Long as I’ve been shopping there, this Clarksville Freshplus has consistently employed young hipsters, no telling exactly why. I guess the younger cool kids want to work there because their older friends do and that just goes on as the decades pass.
Back when I was in high school, my friend Damian Rodriguez worked at this Freshplus. Weekends he’d drive three or four of us around in his black VW bug, listening to Slayer blaring on the jambox that one of us had to hold in our lap because the stereo was always busted.

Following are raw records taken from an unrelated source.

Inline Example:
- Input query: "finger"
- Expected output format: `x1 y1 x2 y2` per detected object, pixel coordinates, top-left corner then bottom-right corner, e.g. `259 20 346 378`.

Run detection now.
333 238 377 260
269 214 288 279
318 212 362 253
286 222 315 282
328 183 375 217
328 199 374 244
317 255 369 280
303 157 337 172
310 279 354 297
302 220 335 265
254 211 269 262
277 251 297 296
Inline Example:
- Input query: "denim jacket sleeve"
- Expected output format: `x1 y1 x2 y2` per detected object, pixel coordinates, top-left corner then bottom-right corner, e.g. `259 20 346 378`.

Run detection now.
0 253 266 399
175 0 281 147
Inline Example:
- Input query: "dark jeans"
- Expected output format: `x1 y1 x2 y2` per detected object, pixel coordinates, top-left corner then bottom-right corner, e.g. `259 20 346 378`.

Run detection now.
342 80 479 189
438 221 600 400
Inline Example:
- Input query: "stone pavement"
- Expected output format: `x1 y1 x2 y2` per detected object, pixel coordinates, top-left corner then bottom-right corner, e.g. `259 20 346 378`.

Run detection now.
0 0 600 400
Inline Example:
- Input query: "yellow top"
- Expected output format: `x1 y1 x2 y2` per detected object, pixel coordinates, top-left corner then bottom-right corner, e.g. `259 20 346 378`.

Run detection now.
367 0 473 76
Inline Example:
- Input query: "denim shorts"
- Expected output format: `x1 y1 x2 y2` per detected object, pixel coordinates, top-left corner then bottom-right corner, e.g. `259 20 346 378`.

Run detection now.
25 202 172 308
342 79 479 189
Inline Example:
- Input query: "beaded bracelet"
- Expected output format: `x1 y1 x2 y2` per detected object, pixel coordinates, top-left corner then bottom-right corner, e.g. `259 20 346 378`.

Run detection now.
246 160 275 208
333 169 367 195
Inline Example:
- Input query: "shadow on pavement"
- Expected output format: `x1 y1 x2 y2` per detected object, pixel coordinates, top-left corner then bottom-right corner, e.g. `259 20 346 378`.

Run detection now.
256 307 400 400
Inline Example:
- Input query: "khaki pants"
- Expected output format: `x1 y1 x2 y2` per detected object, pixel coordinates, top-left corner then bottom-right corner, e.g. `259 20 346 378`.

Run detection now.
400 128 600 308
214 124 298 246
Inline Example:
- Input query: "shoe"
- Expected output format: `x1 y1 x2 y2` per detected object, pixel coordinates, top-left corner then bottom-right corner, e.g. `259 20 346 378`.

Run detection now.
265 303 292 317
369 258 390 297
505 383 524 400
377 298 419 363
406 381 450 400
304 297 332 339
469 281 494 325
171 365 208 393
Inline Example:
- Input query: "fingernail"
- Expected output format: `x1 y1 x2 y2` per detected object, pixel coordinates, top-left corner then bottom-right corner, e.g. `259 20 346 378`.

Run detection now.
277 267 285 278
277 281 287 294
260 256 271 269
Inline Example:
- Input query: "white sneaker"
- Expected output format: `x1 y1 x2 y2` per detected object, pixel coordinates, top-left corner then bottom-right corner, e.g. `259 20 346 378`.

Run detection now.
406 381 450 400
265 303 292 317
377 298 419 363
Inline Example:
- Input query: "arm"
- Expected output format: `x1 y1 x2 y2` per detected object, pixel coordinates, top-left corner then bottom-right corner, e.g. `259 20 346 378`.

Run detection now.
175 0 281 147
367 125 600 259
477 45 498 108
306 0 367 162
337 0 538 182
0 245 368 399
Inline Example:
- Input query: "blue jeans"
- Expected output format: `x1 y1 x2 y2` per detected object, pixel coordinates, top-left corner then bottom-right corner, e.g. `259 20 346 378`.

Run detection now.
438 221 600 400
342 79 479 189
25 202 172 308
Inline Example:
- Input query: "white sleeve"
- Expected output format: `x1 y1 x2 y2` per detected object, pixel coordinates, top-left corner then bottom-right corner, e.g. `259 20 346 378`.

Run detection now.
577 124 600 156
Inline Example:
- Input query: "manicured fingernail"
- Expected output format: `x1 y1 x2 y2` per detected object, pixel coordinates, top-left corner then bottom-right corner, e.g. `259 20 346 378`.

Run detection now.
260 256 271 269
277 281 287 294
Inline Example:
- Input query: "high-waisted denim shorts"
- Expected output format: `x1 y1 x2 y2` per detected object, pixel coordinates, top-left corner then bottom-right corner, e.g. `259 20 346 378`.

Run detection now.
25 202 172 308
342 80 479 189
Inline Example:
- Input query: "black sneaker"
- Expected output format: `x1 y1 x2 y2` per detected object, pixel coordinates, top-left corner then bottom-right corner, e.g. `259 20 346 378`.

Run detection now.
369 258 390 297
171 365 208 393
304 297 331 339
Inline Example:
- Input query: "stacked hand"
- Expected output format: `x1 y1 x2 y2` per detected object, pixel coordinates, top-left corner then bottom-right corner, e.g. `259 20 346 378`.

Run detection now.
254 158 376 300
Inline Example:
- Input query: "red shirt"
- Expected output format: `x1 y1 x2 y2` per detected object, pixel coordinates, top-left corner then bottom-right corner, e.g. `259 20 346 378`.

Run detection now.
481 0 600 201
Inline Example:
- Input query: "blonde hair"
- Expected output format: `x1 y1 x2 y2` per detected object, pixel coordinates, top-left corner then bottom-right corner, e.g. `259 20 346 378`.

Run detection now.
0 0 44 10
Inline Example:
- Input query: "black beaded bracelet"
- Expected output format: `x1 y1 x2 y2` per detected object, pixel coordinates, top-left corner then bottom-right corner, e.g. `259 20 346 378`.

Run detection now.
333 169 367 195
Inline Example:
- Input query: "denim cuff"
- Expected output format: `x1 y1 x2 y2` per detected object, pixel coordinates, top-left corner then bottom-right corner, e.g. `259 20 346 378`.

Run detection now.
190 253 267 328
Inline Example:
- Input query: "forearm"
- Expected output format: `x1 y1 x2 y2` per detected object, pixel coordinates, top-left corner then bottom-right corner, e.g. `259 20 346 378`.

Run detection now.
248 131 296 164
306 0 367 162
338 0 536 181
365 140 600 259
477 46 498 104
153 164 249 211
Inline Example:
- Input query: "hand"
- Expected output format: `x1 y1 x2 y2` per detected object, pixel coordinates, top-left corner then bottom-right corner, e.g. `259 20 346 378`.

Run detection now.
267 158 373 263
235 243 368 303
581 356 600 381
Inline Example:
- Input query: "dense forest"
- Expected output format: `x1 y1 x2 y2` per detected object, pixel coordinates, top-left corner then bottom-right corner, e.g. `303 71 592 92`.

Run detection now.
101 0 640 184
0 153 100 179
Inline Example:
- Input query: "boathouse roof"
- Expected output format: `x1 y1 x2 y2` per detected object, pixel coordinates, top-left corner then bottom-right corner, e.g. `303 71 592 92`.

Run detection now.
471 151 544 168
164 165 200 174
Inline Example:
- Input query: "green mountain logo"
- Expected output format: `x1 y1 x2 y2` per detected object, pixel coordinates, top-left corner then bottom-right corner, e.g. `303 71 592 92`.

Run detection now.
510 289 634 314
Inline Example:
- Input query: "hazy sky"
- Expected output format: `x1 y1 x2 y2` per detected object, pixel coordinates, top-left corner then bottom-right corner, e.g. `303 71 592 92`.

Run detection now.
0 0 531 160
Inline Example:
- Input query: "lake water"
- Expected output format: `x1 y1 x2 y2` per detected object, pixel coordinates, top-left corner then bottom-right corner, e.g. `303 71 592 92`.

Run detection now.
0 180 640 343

These days Damian works as a film editor and script coordinator. He did a stunning job on Martin Scorcese’s documentary, No Direction Home: Bob Dylan.
I have a feeling the current cool kid cashiers at the Clarksville Freshplus will be making their own amazing art soon enough…. And I for one, can’t wait to see it.
NOTE: Why Clarksville?
In order to understand the macrocosm of the history and culture of Texas, it’s important to understand the state on a microcosmic level as well.
That’s why I’ll be examining the past and present of my favorite Texas neighborhood, Central Austin’s Clarksville. I’ve lived in Clarksville, on-and-off, for the past 29 years.
Clarksville sits a short 25-minute walk from the Texas state capitol.
A freedman’s colony after the Civil War; a shabby, eclectic middle class neighborhood during the years of my childhood; Clarksville is now gentrified, mostly white, and full of quirky, thriving local businesses.

mary has a good eye for what’s up around town. i look forward to her articles.